Research from Megan MacDonald, assistant professor in the College of Public Health and Human Sciences at Oregon State University builds upon her previous work to expand understanding about the intersection of motor and social skills in children with autism. MacDonald had found that delayed motor development is related to social problems among children aged six to 15. The new study revealed that these problems surface even earlier than previously thought.

MacDonald and her team evaluated 233 children aged 14 to 49 months who were diagnosed with autism. They observed that the children who exhibited better motor skills also demonstrated greater acuity in “daily living skills”—talking, playing, walking, and asking parents for things.

Motor skills are requisite for nearly every social activity—even speaking—so closing this developmental gap could have major implications for limiting the social challenges of people on the autism spectrum. MacDonald explained that thinking of motor issues as a separate set of problems, unrelated to other issues, is not helpful; bringing the treatment of various symptoms of autism together could offer alternatives for early interventions.

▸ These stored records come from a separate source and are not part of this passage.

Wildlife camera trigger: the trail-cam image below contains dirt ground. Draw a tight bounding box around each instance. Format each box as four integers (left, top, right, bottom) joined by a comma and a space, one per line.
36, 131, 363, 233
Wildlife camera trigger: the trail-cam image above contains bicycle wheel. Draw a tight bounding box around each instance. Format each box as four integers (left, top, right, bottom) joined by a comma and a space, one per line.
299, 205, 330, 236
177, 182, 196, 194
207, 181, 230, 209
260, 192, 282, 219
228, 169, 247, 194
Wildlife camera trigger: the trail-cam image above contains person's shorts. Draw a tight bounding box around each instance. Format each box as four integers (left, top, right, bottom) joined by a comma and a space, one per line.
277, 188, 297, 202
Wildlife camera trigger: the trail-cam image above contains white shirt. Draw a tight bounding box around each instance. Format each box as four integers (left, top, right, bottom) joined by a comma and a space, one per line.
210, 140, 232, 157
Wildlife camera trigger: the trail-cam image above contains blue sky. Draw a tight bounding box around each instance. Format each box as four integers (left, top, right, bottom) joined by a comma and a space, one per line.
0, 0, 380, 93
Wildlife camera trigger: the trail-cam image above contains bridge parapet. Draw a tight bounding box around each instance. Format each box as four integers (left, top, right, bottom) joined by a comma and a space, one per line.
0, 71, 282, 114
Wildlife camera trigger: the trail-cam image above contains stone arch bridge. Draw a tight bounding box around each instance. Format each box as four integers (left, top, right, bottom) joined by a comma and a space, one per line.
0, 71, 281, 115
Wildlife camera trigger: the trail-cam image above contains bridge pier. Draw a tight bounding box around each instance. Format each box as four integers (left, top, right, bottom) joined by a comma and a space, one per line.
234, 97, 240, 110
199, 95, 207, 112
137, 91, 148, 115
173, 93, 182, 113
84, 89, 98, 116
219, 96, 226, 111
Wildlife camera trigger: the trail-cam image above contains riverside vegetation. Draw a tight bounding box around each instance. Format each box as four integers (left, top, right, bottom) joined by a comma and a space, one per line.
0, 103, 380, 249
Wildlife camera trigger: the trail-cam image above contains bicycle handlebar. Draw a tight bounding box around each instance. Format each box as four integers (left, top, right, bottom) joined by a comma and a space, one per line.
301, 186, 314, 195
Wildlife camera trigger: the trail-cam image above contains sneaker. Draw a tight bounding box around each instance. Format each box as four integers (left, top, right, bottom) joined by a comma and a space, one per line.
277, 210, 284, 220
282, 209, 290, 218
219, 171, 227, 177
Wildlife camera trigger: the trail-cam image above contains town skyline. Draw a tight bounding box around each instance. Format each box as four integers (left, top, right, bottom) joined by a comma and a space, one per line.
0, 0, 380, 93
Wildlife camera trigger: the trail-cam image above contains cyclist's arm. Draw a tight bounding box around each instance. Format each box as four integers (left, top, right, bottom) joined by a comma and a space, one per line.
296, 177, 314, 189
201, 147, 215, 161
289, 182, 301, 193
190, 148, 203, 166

The findings suggest that early interventions of motor skills with autistic children could be the key to minimizing their social. MacDonald stated, “We can teach motor skills and intervene at young ages. Motor skills and autism have been separated for too long. This gives as a new avenue to consider for early interventions. We don’t quite understand how this link works, but we know it’s there.”

This research is published in the journal Research in Autism Spectrum Disorders.